Computing per-locus TR statistics
Tools used: mergeSTR, statSTR
This vignette shows how to use mergeSTR
to merge two VCF files and statSTR
to compute statistics across different sample groups for an example TR locus. It uses the example VCF files ceu_ex.vcf.gz
and yri_ex.vcf.gz
available at https://github.com/gymrek-lab/TRTools/tree/master/example-files. These VCFs were generated by GangSTR on samples sequenced by the 1000 Genomes Project. They have already been sorted and indexed.
After downloading the VCF files, we can use mergeSTR
to merge them into a single VCF:
mergeSTR --vcfs ceu_ex.vcf.gz,yri_ex.vcf.gz --out merged
This will create the output merged.vcf
. We should zip and index the file:
bgzip merged.vcf
tabix -p vcf merged.vcf.gz
Now, we can use statSTR
to compute various TR-level statistics across all samples or different groups of samples. Below, we’ll use statSTR to compute mean allele length, heterozygosity, and allele counts, separately for each population at each locus:
# Get the CEU and YRI sample lists
bcftools query -l yri_ex.vcf.gz > yri_samples.txt
bcftools query -l ceu_ex.vcf.gz > ceu_samples.txt
# Run statSTR on region chr21:35348646-35348646 (hg38)
statSTR \
--vcf merged.vcf.gz \
--samples yri_samples.txt,ceu_samples.txt \
--sample-prefixes YRI,CEU \
--out stdout \
--mean --het --acount \
--use-length \
--region chr21:34351482-34363028
Let’s go through what each option did:
--vcf
gives the required input VCF file. Since we’ll be using the--region
option, the file needs to be sorted, bgzipped, and indexed.--out
is the required output prefix. Usestdout
as in the above example to output to the terminal screen.--samples
gives a comma-separated list of files containing sample groups to plot separately. Here we want to compute YRI and CEU stats separately and have provided two files with the teo sample lists.--sample-prefixes
tells the script what to name the outputs for the different sample groups. These labels get used in the column headers of the output file.--region
: tells the script which region to process. Here we’re just processing a couple loci for the sake of example.--mean
: outputs a column with the mean repeat length (in terms of number of repeat units)--het
: outputs a column with heterozygosity of the locus--acount
: outputs a column with allele counts at each locus--use-length
: Means to consider only allele lengths, rather than sequences, when computing statistics.

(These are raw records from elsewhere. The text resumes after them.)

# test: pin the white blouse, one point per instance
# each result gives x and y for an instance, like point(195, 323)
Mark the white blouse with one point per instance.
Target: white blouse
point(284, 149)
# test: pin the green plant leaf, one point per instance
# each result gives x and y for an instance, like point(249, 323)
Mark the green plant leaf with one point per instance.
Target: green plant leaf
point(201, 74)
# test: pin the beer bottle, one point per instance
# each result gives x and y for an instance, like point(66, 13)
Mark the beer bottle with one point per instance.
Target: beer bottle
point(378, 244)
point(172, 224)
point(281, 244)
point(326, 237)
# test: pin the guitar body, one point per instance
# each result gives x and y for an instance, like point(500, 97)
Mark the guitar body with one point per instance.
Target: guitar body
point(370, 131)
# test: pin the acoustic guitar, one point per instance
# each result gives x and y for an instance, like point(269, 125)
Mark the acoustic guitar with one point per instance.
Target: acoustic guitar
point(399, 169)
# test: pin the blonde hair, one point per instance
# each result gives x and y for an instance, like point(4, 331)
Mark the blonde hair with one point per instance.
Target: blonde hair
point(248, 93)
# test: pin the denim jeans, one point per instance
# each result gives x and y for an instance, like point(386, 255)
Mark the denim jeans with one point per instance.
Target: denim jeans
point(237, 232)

Here, since we have two labeled sample lists, columns will be named: <stat>-YRI
and <stat>-CEU
, where stat is either mean, het, or acount.
The above command outputs the following:
chrom start end acount-YRI acount-CEU het-YRI het-CEU mean-YRI mean-CEU
chr21 34351482 34351499 9.0:190,10.0:24 9.0:192,10.0:4 0.19914403004629233 0.03998334027488548 9.11214953271028 9.020408163265305
chr21 34358397 34358411 14.0:19,15.0:180,16.0:15 15.0:196 0.279718752729496 0.0 14.981308411214952 15.0
chr21 34361277 34361288 3.0:214 3.0:196 0.0 0.0 3.0 3.0
chr21 34362436 34362447 3.0:214 3.0:196 0.0 0.0 3.0 3.0
chr21 34362864 34362881 3.0:212 3.0:196 0.0 0.0 3.0 3.0
chr21 34363028 34363039 4.0:65,5.0:149 4.0:142,5.0:54 0.42296270416630277 0.3992086630570595 4.696261682242991 4.275510204081632
So we can see, for example, that at the TR at chr21:34351482-34351499, there were 109 YRI alleles with 9 repeats and 24 with 10 repeats. Similarly, the mean length was 9.1 in YRI and 9.0 in CEU.